Scottish health campaigners welcomed the sugar tax and the increase in tobacco taxes.
Prof Naveed Sattar, Professor of Metabolic Medicine, University of Glasgow, said the sugar tax “will not solve the obesity crises” on its own.
“We need more legislation to force food companies to make better quality food products and less unhealthy products which contain less fat, salt and sugar,” he said.
Prof Derek Bell, president of the Royal College of Physicians of Edinburgh, said the sugar tax “must be looked at alongside a range of other preventative measures and educational tools to allow consumers to make healthier choices in the interests of their health”.
Sheila Duffy, Chief Executive of ASH Scotland said: “The additional 3% rise in excise duty on hand-rolled tobacco on top of the 2% overall tobacco duty will help close the price gap between manufactured cigarettes and hand-rolled tobacco.

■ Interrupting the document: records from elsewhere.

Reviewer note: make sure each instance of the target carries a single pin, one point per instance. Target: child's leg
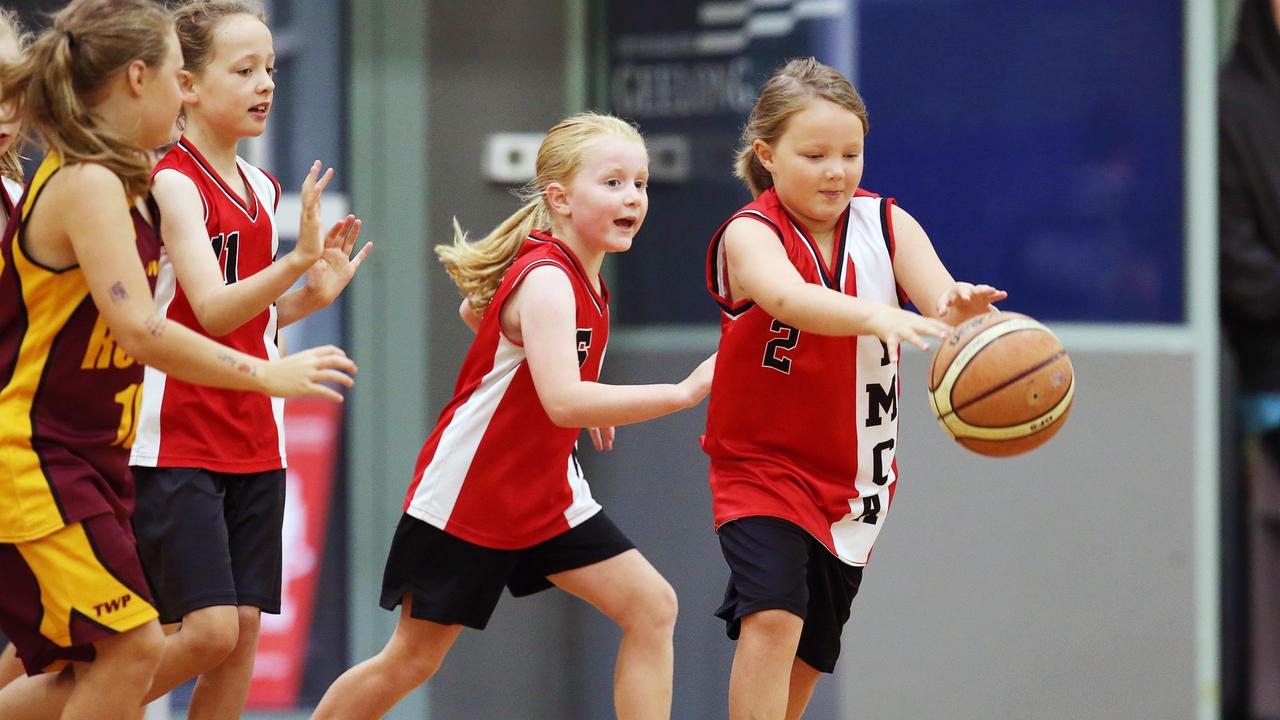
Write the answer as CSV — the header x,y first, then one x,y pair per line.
x,y
10,668
632,593
375,686
222,691
759,682
112,687
201,642
804,679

I hope that these taxes will lead to many more smokers becoming free from tobacco.”
Citizens Advice Scotland (CAS) said the changes to the Personal Independence Payment (PIP) will cost disabled people up to £3,000 per year, but it welcomed the new “help to save” initiative.
CAS policy manager Keith Dryburgh said: “Access to credit for people on low incomes has been getting more difficult for the last few years, so moves to help people build up a small savings cushion is welcome.”
The Child Poverty Action Group (CPAG) in Scotland said the Budget “puts the next generation last and sets it up to be the poorest generation for decades”.
Director John Dickie said: “Improving children’s life chances starts with ensuring families have enough money.
“That means restoring cuts to Universal Credit – which from April will hit the very same working families as would have been hit by the now abandoned tax credit cuts – and re-investing in children’s benefits.”